Didampingi Ketua Harian HCMNI Jihad Tanjung, S.H., dan Wakil Sekretaris Jenderal Affan Al Quddus, S.Sos., M.Si., Ali Yusran menjelaskan bahwa konsepsi otonomi daerah adalah kemandirian yang berlandaskan prinsip desentralisasi. Oleh karena itu, pemerintah kabupaten/kota harus memiliki tanggung jawab hukum dan moral untuk membangkitkan ekonomi kerakyatan serta meningkatkan Pendapatan Asli Daerah (PAD).
Menurutnya, gubernur sebagai kepala daerah tingkat provinsi lebih berfungsi sebagai perpanjangan tangan pemerintah pusat melalui asas dekonsentrasi, yakni pelimpahan kewenangan dari pemerintah pusat. Sementara itu, bupati dan wali kota menjalankan asas desentralisasi berupa penyerahan kewenangan yang lebih luas untuk mengatur dan mengurus daerahnya sendiri.
“Dekonsentrasi itu kewenangannya terbatas karena hanya pelimpahan dari pusat ke provinsi. Sedangkan desentralisasi merupakan penyerahan kewenangan yang nyata kepada kabupaten/kota. Jadi kewenangan otonom sesungguhnya berada di tangan bupati dan wali kota,” jelasnya.
Ia juga menilai rencana pemekaran provinsi di Kepulauan Nias belum siap, baik dari sisi sumber daya alam (SDA) maupun sumber daya manusia (SDM). Pemerintah daerah dinilai seharusnya lebih fokus memperkuat ekonomi kerakyatan dan meningkatkan PAD, namun hasilnya hingga kini belum menunjukkan perkembangan signifikan.

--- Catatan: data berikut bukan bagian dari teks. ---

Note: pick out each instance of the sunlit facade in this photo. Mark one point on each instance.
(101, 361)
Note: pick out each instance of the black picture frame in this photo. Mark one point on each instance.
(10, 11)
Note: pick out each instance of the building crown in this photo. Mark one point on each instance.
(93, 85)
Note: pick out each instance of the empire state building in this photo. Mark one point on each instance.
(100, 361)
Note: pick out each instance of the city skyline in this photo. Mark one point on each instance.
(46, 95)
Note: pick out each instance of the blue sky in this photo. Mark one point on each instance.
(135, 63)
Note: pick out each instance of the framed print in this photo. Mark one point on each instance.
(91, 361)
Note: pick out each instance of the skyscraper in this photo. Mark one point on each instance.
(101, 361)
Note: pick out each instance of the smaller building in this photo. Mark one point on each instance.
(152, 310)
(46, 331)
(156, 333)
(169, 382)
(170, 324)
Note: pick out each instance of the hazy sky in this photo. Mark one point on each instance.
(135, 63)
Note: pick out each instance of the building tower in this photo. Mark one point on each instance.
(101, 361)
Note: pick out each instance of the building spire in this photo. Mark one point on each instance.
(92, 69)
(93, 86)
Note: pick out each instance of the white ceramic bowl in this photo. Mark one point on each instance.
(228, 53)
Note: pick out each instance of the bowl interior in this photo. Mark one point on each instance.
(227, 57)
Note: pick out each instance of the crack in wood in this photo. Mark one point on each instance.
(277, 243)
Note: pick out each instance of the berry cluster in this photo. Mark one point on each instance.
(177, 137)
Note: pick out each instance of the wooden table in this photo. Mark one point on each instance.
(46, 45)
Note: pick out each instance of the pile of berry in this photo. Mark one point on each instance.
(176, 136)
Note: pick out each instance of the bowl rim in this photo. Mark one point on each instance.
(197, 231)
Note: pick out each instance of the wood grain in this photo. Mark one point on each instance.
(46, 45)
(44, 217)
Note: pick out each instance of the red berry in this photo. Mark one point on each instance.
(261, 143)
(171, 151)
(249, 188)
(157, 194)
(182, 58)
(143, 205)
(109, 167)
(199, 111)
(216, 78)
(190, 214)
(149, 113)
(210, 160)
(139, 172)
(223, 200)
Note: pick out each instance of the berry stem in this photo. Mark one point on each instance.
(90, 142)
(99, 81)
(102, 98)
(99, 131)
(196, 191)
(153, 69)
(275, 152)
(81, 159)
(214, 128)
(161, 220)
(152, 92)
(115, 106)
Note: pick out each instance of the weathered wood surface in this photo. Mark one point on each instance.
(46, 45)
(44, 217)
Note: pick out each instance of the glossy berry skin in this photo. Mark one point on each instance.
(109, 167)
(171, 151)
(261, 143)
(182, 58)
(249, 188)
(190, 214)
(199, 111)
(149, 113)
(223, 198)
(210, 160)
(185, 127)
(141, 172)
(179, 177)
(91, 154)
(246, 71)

Ali Yusran mengemukakan sedikitnya lima alasan mengapa rencana pemekaran perlu dikaji ulang, yakni:
Pemekaran berpotensi menjadi ajang kepentingan segelintir elite serta membuka peluang korupsi, kolusi, dan nepotisme (KKN).
Dapat menambah beban keuangan negara melalui ketergantungan pada Dana Alokasi Khusus (DAK), Dana Alokasi Umum (DAU), dan dukungan APBN.

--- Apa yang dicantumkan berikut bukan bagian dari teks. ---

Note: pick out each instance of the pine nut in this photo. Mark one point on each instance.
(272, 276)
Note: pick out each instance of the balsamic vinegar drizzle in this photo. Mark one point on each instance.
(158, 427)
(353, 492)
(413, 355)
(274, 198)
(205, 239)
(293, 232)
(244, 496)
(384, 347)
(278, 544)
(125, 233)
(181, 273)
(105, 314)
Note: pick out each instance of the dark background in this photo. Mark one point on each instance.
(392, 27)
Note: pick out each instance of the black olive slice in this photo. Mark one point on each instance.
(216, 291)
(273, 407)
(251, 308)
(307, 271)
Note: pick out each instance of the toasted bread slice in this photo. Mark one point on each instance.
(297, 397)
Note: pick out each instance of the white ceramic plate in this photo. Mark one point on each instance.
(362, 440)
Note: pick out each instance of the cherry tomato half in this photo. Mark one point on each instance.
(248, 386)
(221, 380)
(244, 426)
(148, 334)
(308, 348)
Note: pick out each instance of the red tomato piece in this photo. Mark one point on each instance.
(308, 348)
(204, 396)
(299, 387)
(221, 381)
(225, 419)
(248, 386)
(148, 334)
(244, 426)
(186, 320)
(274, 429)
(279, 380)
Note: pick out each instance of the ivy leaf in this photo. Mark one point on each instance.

Pemerintah pusat bersama Pemerintah Provinsi Sumatera Utara dinilai telah memenuhi komitmen pemerataan melalui pemekaran empat kabupaten dan satu kota di wilayah Nias.
Daerah-daerah yang telah dimekarkan belum mampu menjadi motor pertumbuhan ekonomi kerakyatan secara optimal.
Peningkatan kualitas SDA dan SDM masih lemah sehingga belum mendorong kemandirian fiskal daerah.
Ia menekankan perlunya perubahan pola pikir birokrasi agar jauh dari praktik KKN, sehingga masyarakat Nias tidak menjadi korban kepentingan politik kekuasaan daerah.
“Otonomi sejati adalah kemandirian yang mengandalkan potensi lokal, bukan ketergantungan pada pusat. Pemekaran jangan sampai hanya menjadi kepentingan segelintir elite,” ujarnya.
PP-HCMNI Sumut mendesak dilakukan evaluasi menyeluruh terhadap kinerja pemerintah kabupaten/kota sebelum mengambil langkah lanjutan terkait pemekaran. Upaya penggalian potensi daerah, menurutnya, harus diarahkan pada penguatan ekonomi kerakyatan dan peningkatan PAD demi kesejahteraan masyarakat Nias.